DevOps for AI: Running LLMs in Production with Kubernetes and Kubeflow

9. Mar 2026

Large Language Models (LLMs) are rapidly becoming part of modern software systems. From chatbots and copilots to retrieval systems and AI agents, organizations are integrating generative AI into real production environments. But while building AI prototypes has become easier than ever, operating LLMs reliably in production remains a serious challenge.

At Kubernetes Community Days New York, Aarno Aukia shared practical insights into what it takes to run LLMs using proven DevOps practices. His talk highlighted an important reality: AI systems still need strong DevOps foundations – perhaps even more than traditional software systems.

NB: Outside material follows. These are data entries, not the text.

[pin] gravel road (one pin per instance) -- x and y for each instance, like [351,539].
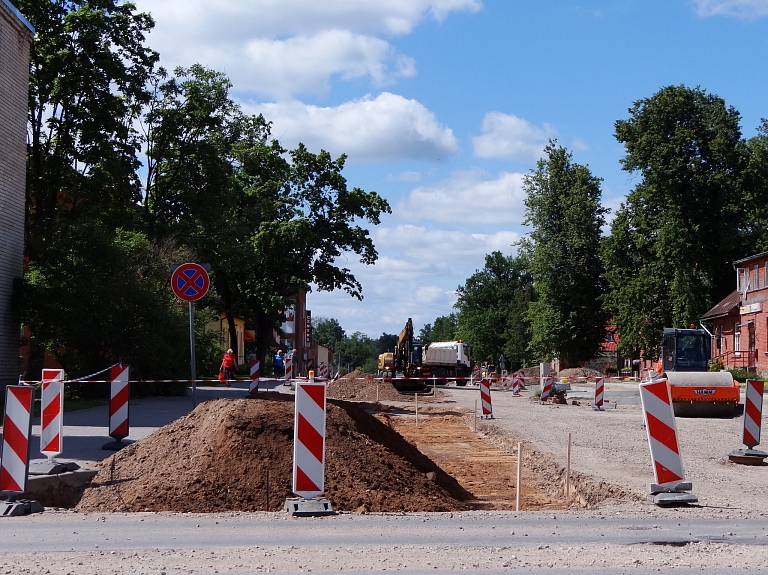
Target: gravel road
[612,445]
[615,539]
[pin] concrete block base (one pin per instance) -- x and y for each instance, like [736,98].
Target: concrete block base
[300,507]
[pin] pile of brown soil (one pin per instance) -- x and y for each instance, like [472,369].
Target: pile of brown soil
[216,459]
[365,390]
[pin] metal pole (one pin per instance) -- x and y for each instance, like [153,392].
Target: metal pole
[192,353]
[519,487]
[568,468]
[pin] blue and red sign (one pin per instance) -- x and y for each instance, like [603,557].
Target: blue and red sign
[190,282]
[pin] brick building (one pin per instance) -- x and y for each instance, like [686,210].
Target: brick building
[15,40]
[740,320]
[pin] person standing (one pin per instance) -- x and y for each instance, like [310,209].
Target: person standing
[228,366]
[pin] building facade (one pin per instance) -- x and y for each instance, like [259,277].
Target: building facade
[16,35]
[740,320]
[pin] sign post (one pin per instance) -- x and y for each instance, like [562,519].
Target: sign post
[190,282]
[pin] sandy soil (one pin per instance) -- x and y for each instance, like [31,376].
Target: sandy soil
[611,446]
[216,459]
[443,435]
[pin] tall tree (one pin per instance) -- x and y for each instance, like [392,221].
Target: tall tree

Aarno Aukia’s talk at KCD New York

DevOps Meets AI

DevOps has always been about bridging the gap between development and operations. Developers focus on building application logic and managing data, while operations teams ensure that software runs reliably in production. Over the past decade, DevOps practices have matured around automation, observability, and continuous delivery.

In many organizations today, software follows a well-established pipeline: developers commit code to Git, automated CI/CD pipelines build and package the application, and Kubernetes deploys and runs it in production. Monitoring and logging systems then provide visibility into how the application behaves, allowing developers to continuously improve it.

This feedback loop has become the backbone of modern cloud-native development.

When AI enters the picture, however, the model changes in several important ways.

AI Systems Behave Differently

One of the biggest differences between traditional applications and AI-driven systems is determinism. Traditional software behaves predictably: given the same input, it produces the same output every time. LLMs behave very differently.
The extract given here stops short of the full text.